Unfavorable shifts in mRS scores in the more focused group were consistent in adjusted sensitivity analyses, with no significant heterogeneity in treatment effects on primary outcomes across all prespecified subgroups. There was not.
The incidence of death or neurological deterioration at 7 days was higher in the intensive care group than in the less intensive care group (common OR, 1.53), and differences between groups appeared at 24 hours .
The 90-day incidence of death or disability (mRS score, 3–6) was higher in patients in the more intensive treatment group than in the less intensive treatment group (53% vs. 39%; OR, 1.85; P. = .0001).
Among surviving patients, those in the more intensive treatment group had greater disability (mRS score, 3–5) at day 90 than those in the less intensive treatment group (43% vs. 28 %; OR, 2.07; P. = .0001).
No difference between ICH or severe hypotensive episodes
Symptomatic incidence intracranial hemorrhage, mortality, and serious adverse events were not significantly different between the two groups. There was no significant difference in ischemic stroke recurrence at 90 days, and no episodes of severe hypotension were reported as serious adverse events.
“Our results show that a significant decrease in blood pressure appears to be associated with worsening disability.
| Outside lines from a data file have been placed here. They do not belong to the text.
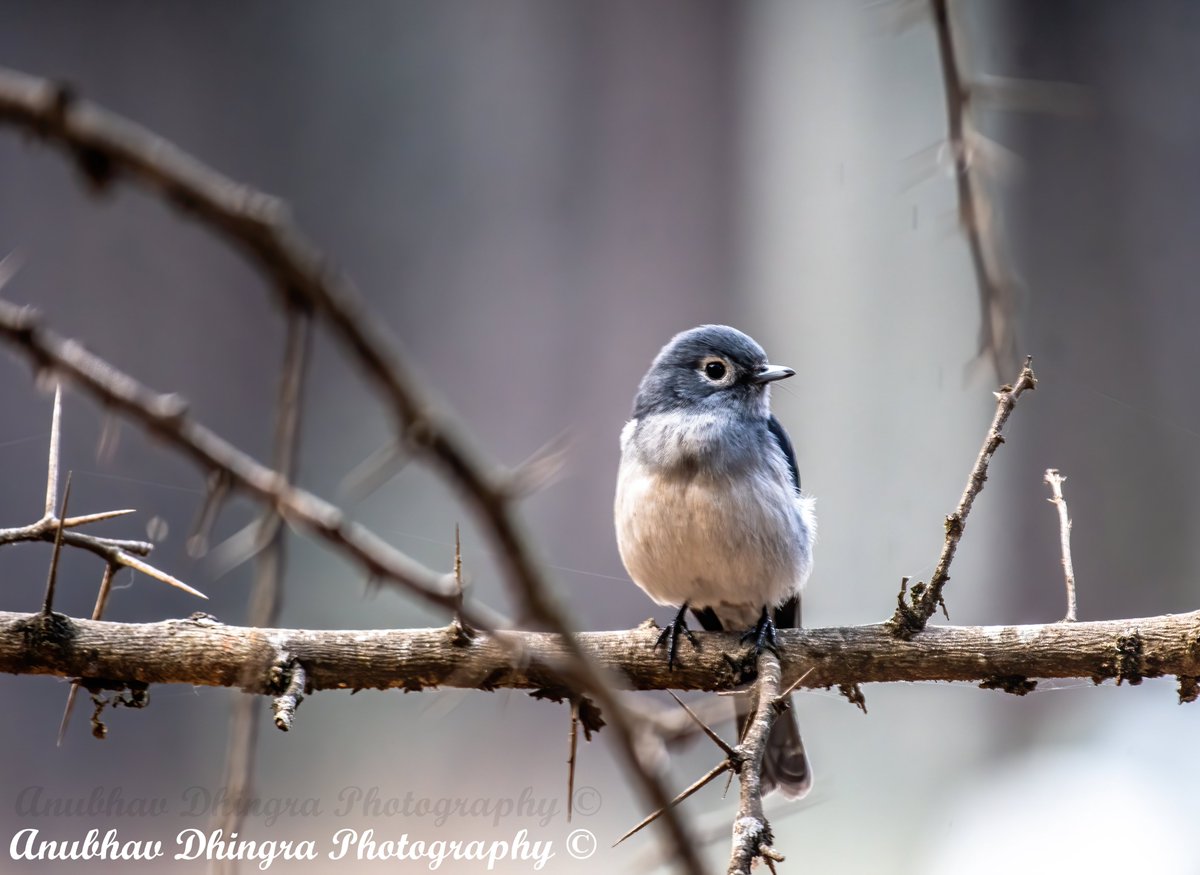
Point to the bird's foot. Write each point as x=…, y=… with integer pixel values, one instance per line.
x=762, y=634
x=670, y=635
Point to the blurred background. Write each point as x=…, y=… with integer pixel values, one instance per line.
x=534, y=196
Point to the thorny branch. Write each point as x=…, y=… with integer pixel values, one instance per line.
x=107, y=147
x=54, y=529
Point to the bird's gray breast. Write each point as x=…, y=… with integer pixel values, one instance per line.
x=707, y=514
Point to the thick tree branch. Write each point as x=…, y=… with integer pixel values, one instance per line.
x=204, y=652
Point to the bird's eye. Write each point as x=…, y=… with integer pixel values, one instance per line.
x=715, y=370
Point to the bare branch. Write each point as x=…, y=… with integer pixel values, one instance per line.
x=751, y=832
x=911, y=616
x=1055, y=481
x=997, y=292
x=204, y=652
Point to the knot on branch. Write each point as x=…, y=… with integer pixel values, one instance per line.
x=289, y=679
x=588, y=711
x=753, y=838
x=1013, y=684
x=129, y=694
x=853, y=694
x=1129, y=658
x=913, y=609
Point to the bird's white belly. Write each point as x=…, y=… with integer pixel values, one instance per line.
x=711, y=540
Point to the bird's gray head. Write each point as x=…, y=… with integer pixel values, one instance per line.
x=711, y=367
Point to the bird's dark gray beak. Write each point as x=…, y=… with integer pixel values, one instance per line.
x=769, y=373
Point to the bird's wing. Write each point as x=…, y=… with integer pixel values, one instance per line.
x=785, y=444
x=787, y=616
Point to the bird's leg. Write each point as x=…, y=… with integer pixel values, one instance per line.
x=762, y=634
x=670, y=635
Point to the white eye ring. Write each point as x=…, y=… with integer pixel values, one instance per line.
x=717, y=371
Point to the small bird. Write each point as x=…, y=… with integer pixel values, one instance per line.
x=709, y=513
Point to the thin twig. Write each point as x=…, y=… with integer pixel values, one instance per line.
x=707, y=730
x=52, y=467
x=912, y=615
x=1068, y=569
x=52, y=579
x=268, y=587
x=997, y=297
x=573, y=742
x=751, y=832
x=97, y=612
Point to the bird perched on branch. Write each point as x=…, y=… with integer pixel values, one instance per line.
x=709, y=513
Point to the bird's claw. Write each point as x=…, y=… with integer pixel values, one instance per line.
x=762, y=634
x=671, y=633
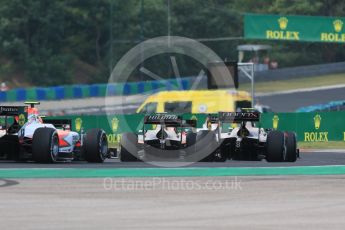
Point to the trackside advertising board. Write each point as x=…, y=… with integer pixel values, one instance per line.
x=310, y=127
x=294, y=28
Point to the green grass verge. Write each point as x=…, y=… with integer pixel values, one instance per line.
x=309, y=82
x=322, y=145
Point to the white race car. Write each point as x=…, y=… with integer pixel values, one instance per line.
x=30, y=138
x=163, y=136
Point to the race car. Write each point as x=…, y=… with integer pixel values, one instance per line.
x=33, y=138
x=246, y=141
x=163, y=137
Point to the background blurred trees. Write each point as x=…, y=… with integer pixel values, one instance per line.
x=45, y=42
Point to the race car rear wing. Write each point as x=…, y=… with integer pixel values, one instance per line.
x=237, y=117
x=13, y=110
x=65, y=124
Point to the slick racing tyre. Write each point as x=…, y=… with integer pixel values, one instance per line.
x=291, y=146
x=275, y=147
x=45, y=145
x=95, y=146
x=206, y=145
x=128, y=147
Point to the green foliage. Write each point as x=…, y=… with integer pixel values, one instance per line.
x=43, y=39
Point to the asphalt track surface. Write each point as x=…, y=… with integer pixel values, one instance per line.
x=225, y=202
x=292, y=101
x=306, y=159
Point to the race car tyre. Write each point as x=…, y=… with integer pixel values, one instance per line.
x=95, y=146
x=291, y=147
x=128, y=147
x=275, y=147
x=45, y=145
x=190, y=141
x=206, y=145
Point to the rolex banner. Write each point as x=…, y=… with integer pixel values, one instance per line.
x=294, y=28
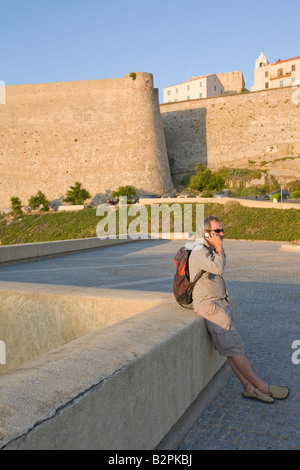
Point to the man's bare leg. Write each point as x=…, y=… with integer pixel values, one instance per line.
x=245, y=373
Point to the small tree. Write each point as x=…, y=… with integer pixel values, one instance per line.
x=39, y=200
x=16, y=205
x=77, y=195
x=128, y=191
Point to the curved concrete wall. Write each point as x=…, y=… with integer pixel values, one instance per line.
x=121, y=387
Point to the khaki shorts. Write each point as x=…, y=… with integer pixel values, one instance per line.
x=220, y=324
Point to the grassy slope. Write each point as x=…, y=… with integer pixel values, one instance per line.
x=239, y=222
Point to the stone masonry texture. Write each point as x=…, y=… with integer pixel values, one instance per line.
x=231, y=130
x=102, y=133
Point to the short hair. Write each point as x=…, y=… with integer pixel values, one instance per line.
x=208, y=220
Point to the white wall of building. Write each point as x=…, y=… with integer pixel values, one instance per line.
x=196, y=88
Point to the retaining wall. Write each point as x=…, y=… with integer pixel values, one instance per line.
x=120, y=387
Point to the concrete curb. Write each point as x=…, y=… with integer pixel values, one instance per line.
x=291, y=248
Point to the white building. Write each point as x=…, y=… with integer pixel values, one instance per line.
x=194, y=89
x=281, y=73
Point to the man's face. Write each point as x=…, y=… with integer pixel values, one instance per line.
x=214, y=225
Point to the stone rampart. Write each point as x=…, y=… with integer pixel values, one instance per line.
x=232, y=130
x=102, y=133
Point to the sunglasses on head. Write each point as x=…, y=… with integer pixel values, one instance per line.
x=217, y=230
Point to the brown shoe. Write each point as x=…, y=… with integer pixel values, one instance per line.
x=258, y=395
x=280, y=393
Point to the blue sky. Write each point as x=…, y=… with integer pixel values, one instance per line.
x=69, y=40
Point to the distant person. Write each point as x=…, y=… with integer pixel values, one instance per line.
x=210, y=301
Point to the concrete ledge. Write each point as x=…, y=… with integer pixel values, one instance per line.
x=10, y=254
x=121, y=387
x=290, y=247
x=223, y=200
x=70, y=208
x=37, y=318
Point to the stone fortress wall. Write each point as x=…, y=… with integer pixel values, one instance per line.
x=102, y=133
x=109, y=133
x=232, y=130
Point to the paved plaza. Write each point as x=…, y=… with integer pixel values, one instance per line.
x=265, y=284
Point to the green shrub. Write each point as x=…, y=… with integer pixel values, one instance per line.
x=16, y=205
x=250, y=191
x=39, y=200
x=76, y=195
x=293, y=186
x=275, y=196
x=207, y=194
x=125, y=191
x=185, y=180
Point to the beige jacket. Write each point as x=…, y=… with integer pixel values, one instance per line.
x=211, y=286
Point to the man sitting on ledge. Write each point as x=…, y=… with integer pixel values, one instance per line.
x=210, y=300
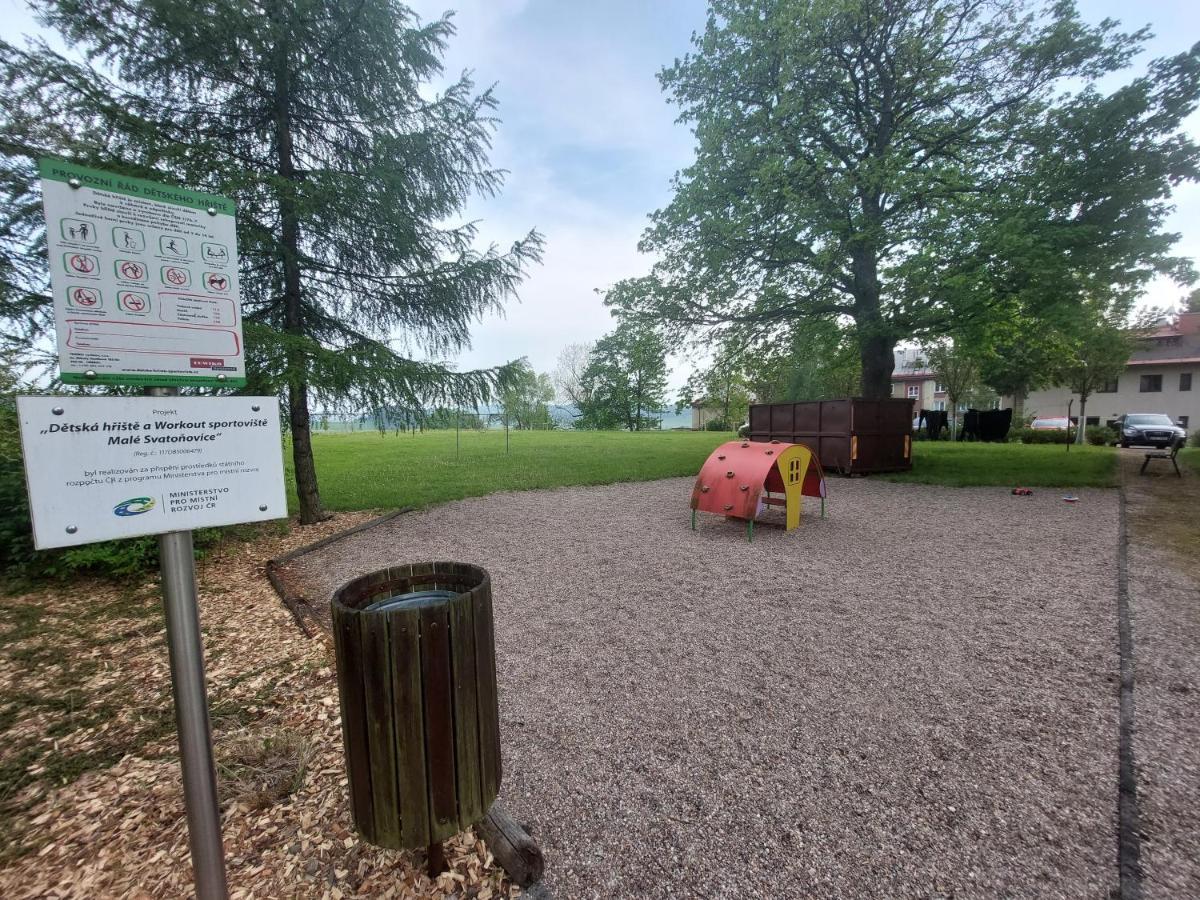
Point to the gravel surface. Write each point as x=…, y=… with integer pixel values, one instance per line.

There was no difference in mortality between the two groups, but lower blood pressure It appeared to compromise the ability to recover from stroke,” Anderson said.
As for the possible harm mechanism, he suggested that the focal drop in blood pressure may impede blood flow through the damaged part of the brain, impeding the ability to recover from the thrombectomy procedure.
What level should we aim for?
Anderson emphasized the importance of conducting this study.
“Current guidelines recommend a very conservative level of blood pressure in patients with acute ischemic stroke, less than 180 mm Hg, but no lower limit.
“Most clinicians aim for a mark of about 140 mm Hg, but there are wide differences of opinion on what to do,” he said. “Some physicians treat aggressively at lower pressures, believing that they are beneficial in preventing bleeding and swelling, while others prefer to maintain higher levels. Our results are a guideline in this regard. It helped me to give
When asked what the optimal target would be, Anderson said, “Right now, I think a systolic blood pressure target of about 140 mm Hg is reasonable. There’s no evidence to go below that.”
Yvo Roos, M.D., Ph.D., co-author of the ENCHANTED2/MT trial and Professor of Acute Neurology at the University Medical Center in Amsterdam, The Netherlands, also commented: theheart.org| Medscape Cardiology.
“The real significance of the results of these studies is that they show that lowering blood pressure too much is detrimental to outcomes. 140–150 mm Hg. This applies to patients who have undergone recanalization. It is recommended.
As to whether these results could be generalized to other populations given that the patients were Chinese, Anderson noted that Asians have a higher rate of intracranial hemorrhage. atherosclerosis Cardiac and renal blood pressure complications are more common than Caucasian patients. Stroke management patterns also differ.
“These points raise questions about generalizability. I think it’s an issue that should be considered, but I don’t think it should compromise the clarity of these results,” he commented.
This research was supported by grants from the Shanghai Hospital Development Centre, Australia’s National Health and Medical Research Council, and China. stroke prevention Project, Shanghai Changhai Hospital, Shanghai Municipal Commission of Science and Technology, Takeda China, Genesis Medtech, Penumbra. Anderson has received grants from Australia’s National Health and Medical Research Council and Medical Research Futures Fund, UK Medical Research Council, Penumbra and Takeda China.
World Stroke Conference: Presented on 28 October 2022.